En 1674, sous le roi Louis XIV, un certain Wiet, d’origine écossaise, était consul général de France en en Syrie et Palestine. En 2017, un autre Wiet est consul général de France en Algérie. Pendant trois siècles et demi, la famille Wiet aura tenu des postes consulaires et diplomatiques, sous tous les régimes : la monarchie absolue, la révolution française, la monarchie de Juillet, les républiques…

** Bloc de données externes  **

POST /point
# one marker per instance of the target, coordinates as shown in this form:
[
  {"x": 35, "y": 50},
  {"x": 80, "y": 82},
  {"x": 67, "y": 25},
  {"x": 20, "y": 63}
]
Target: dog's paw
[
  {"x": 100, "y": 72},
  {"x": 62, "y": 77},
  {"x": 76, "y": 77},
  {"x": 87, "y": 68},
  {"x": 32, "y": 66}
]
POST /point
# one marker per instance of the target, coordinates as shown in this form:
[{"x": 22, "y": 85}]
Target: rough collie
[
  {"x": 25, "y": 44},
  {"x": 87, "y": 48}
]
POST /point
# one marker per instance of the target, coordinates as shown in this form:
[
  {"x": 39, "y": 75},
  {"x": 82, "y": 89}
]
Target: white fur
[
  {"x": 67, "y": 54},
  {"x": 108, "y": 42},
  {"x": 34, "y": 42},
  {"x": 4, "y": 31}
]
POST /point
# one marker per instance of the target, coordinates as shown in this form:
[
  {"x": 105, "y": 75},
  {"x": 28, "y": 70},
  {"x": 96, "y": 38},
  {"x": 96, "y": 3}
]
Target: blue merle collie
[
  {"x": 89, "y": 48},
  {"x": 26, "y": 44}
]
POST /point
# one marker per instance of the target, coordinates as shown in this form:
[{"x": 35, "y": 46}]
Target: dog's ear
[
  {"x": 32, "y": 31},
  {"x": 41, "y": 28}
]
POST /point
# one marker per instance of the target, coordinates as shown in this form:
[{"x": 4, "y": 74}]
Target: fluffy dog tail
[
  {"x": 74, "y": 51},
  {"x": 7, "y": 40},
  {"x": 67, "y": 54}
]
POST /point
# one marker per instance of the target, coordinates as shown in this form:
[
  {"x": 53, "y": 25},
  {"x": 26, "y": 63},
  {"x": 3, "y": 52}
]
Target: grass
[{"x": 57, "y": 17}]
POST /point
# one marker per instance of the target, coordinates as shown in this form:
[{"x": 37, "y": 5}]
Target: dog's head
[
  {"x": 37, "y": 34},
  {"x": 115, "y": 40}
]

Pendant la seconde guerre mondiale, on trouve des Wiet des deux côtés : l’un, l’historien orientaliste Gaston Wiet, directeur du musée islamique du Caire, est très tôt résistant aux côtés du général de Gaulle. L’autre, qui se fait appeler Lionel de Wiet, était un escroc mondain, en affaires avec l’ambassadeur du Reich en France, directeur d’un théâtre sous l’Occupation, ami d’Arletty, faux marquis et vrai trafiquant de haut vol.

Diplomates de père en fils pendant huit générations, les Wiet sont aussi des spécialistes des langues orientales : grec, turc, persan, arabe… Ils étaient « jeunes de langues » (les ancêtres des étudiants des Langues’O) et drogmans (interprètes) aux dix-huitième et dix-neuvième siècles.

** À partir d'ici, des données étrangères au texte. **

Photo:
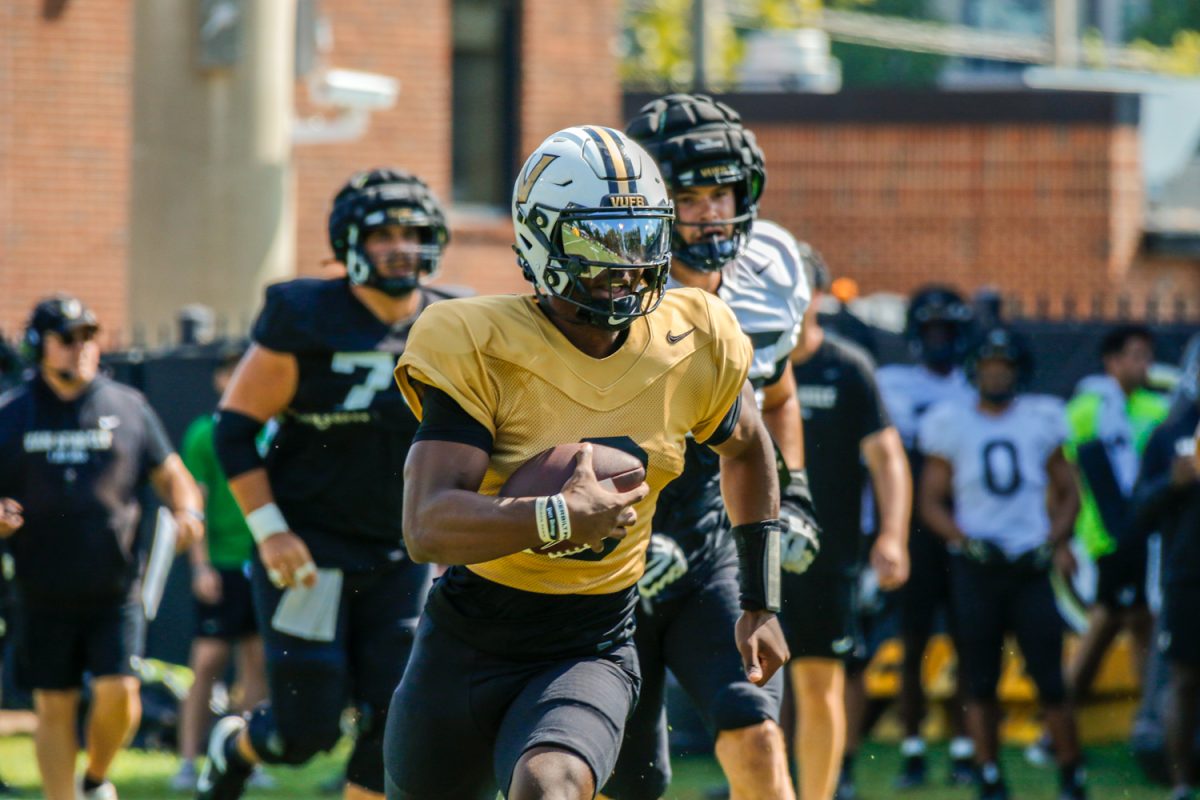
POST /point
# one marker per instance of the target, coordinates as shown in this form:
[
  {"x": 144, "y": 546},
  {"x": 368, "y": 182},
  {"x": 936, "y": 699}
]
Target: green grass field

Dans cette dynastie au long cours, il y eut des alliances fameuses. Ainsi, Henry Wiet, consul à Chypre (1676-1728) épousa une Fornetti, l’autre grande famille historique des consulats français.

Émile Wiet (1818-1881), consul de France, ayant occupé des postes à Mogador, Bahia, Cap-Haïtien, Port-au-Prince, Tunis, Mossoul, Janina, Scutari, Salonique, Corfou, Tripoli de Barbarie et Palerme, se maria avec Isabelle da Silva, princesse de Bragance.

Le descendant de la lignée, Jean Wiet, consul général à Alger, fut en poste à Djeddah (Arabie Saoudite) et Marrakech (Maroc). Il est chevalier de la Légion d’honneur et officier de l’Ordre du mérite.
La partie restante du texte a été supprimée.